On Mon, Mar 20, 2017 at 4:20 PM, Nick Fisk <nick@xxxxxxxxxx> wrote:
Just a few corrections, hope you don't mind
> -----Original Message-----
> From: ceph-users [mailto:ceph-users-bounces@lists.ceph.com ] On Behalf Of
> Mike Lovell
> Sent: 20 March 2017 20:30
> To: Webert de Souza Lima <webert.boss@xxxxxxxxx>
> Cc: ceph-users <ceph-users@xxxxxxxxxxxxxx>
> Subject: Re: cephfs cache tiering - hitset
>
> i'm not an expert but here is my understanding of it. a hit_set keeps track of
> whether or not an object was accessed during the timespan of the hit_set.
> for example, if you have a hit_set_period of 600, then the hit_set covers a
> period of 10 minutes. the hit_set_count defines how many of the hit_sets to
> keep a record of. setting this to a value of 12 with the 10 minute
> hit_set_period would mean that there is a record of objects accessed over a
> 2 hour period. the min_read_recency_for_promote, and its newer
> min_write_recency_for_promote sibling, define how many of these hit_sets
> and object must be in before and object is promoted from the storage pool
> into the cache pool. if this were set to 6 with the previous examples, it means
> that the cache tier will promote an object if that object has been accessed at
> least once in 6 of the 12 10-minute periods. it doesn't matter how many
> times the object was used in each period and so 6 requests in one 10-minute
> hit_set will not cause a promotion. it would be any number of access in 6
> separate 10-minute periods over the 2 hours.
Sort of, the recency looks at the last N most recent hitsets.
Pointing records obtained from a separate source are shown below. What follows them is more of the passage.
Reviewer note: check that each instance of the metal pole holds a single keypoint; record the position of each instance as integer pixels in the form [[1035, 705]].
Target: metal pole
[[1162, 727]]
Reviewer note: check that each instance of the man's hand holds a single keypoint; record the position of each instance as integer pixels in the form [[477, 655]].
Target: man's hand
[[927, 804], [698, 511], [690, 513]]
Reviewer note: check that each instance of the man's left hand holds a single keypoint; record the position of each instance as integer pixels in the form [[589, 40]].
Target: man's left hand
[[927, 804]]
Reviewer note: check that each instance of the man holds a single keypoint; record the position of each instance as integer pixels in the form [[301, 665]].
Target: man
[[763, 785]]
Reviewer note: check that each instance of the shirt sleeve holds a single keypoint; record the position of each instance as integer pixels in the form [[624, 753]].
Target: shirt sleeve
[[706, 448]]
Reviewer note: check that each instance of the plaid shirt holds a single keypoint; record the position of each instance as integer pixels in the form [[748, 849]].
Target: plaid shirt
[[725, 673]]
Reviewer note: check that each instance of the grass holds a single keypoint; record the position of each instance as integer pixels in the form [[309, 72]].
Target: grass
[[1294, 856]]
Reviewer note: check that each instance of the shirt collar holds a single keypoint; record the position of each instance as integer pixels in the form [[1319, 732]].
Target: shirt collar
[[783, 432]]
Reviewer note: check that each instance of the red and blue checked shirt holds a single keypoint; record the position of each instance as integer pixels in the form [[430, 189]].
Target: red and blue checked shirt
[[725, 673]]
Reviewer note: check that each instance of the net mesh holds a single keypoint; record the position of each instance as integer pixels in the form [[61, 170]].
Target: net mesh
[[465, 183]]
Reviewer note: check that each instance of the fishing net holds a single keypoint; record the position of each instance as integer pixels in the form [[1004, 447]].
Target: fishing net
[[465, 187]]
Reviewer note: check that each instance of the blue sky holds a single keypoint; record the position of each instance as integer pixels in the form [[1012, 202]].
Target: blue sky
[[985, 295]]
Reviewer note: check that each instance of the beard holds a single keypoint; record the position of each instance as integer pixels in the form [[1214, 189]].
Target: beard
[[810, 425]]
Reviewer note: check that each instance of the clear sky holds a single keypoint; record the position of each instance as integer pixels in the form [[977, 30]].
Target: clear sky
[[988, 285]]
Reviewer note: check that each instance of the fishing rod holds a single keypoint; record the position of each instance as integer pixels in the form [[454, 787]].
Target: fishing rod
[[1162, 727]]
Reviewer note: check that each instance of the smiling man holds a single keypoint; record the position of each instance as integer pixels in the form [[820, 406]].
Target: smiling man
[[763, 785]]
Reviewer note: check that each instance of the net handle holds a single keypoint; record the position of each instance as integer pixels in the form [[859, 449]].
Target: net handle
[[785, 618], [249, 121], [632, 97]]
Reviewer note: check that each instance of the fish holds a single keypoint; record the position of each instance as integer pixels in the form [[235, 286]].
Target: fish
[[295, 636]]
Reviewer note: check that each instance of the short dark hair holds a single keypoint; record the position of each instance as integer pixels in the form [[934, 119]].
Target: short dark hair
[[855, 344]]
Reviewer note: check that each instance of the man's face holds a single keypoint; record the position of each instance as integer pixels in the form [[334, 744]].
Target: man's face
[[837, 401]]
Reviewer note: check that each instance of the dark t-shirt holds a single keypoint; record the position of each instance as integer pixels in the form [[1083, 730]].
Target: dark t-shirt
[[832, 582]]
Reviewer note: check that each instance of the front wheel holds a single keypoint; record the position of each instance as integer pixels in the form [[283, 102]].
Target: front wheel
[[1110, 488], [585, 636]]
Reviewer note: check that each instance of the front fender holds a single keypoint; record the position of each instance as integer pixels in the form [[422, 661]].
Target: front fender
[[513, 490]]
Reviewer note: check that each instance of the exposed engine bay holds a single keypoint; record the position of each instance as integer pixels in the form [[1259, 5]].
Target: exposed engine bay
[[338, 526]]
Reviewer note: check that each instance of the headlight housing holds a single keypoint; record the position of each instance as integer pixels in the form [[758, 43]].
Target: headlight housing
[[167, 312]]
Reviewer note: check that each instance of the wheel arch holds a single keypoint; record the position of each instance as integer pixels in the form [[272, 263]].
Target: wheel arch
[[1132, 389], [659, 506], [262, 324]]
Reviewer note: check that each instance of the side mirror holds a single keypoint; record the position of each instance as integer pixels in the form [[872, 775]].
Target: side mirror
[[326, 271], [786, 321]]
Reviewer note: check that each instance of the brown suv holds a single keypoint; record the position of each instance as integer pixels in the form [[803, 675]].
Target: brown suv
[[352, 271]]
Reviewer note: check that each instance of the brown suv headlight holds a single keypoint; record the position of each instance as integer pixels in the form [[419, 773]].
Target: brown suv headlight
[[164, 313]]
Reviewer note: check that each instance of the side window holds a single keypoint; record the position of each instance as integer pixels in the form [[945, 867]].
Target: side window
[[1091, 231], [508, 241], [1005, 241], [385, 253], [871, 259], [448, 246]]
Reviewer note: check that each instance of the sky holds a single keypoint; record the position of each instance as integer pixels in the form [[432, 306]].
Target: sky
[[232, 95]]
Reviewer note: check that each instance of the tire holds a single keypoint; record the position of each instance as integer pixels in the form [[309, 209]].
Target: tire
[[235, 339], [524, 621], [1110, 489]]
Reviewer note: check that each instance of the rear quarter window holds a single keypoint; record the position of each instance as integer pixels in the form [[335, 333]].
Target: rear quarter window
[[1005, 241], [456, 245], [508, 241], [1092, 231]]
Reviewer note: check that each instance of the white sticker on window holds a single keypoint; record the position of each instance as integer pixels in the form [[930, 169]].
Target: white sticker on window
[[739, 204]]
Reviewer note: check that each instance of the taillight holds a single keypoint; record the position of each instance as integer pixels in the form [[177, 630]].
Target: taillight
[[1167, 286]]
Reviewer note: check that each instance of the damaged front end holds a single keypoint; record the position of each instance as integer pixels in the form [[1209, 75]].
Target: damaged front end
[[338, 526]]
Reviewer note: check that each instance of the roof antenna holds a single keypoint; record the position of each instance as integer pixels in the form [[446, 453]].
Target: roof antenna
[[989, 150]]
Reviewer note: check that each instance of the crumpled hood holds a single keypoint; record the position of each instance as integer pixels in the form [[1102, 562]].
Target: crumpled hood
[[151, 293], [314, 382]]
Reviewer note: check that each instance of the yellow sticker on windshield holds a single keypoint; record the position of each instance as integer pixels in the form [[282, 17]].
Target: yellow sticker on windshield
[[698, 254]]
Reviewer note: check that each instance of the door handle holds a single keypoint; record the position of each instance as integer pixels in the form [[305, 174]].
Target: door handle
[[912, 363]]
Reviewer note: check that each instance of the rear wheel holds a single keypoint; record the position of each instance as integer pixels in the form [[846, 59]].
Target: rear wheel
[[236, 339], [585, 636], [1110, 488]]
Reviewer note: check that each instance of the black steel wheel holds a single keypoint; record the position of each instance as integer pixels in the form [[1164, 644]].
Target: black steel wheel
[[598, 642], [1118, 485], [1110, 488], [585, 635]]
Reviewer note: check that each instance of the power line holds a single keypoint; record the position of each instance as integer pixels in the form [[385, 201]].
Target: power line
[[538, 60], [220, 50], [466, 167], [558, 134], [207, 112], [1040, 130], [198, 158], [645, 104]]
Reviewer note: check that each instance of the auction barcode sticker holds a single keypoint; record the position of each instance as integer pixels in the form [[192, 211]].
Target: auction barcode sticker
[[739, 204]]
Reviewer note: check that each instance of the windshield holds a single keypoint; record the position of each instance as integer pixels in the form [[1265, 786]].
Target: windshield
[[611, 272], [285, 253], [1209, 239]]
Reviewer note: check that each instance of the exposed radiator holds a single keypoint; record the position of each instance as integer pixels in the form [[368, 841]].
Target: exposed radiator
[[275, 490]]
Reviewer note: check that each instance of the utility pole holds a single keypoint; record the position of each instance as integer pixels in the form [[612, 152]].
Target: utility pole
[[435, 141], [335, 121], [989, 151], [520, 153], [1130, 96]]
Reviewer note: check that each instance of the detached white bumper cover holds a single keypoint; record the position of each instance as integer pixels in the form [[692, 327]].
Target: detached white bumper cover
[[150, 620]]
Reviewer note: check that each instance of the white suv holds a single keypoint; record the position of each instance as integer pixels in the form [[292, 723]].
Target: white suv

So if set to 6, then the object would have to be in all last 6 hitsets. Because of this, during testing I found setting recency above 2 or 3 made the behavior quite binary. If an object was hot enough, it would probably be in every hitset, if it was only warm it would never be in enough hitsets in row. I did experiment with X out of N promotion logic, ie must be in 3 hitsets out of 10 non sequential. If you could find the right number to configure, you could get improved cache behavior, but if not, then there was a large chance it would be worse.
For promotion I think having more hitsets probably doesn't add much value, but they may help when it comes to determining what to flush.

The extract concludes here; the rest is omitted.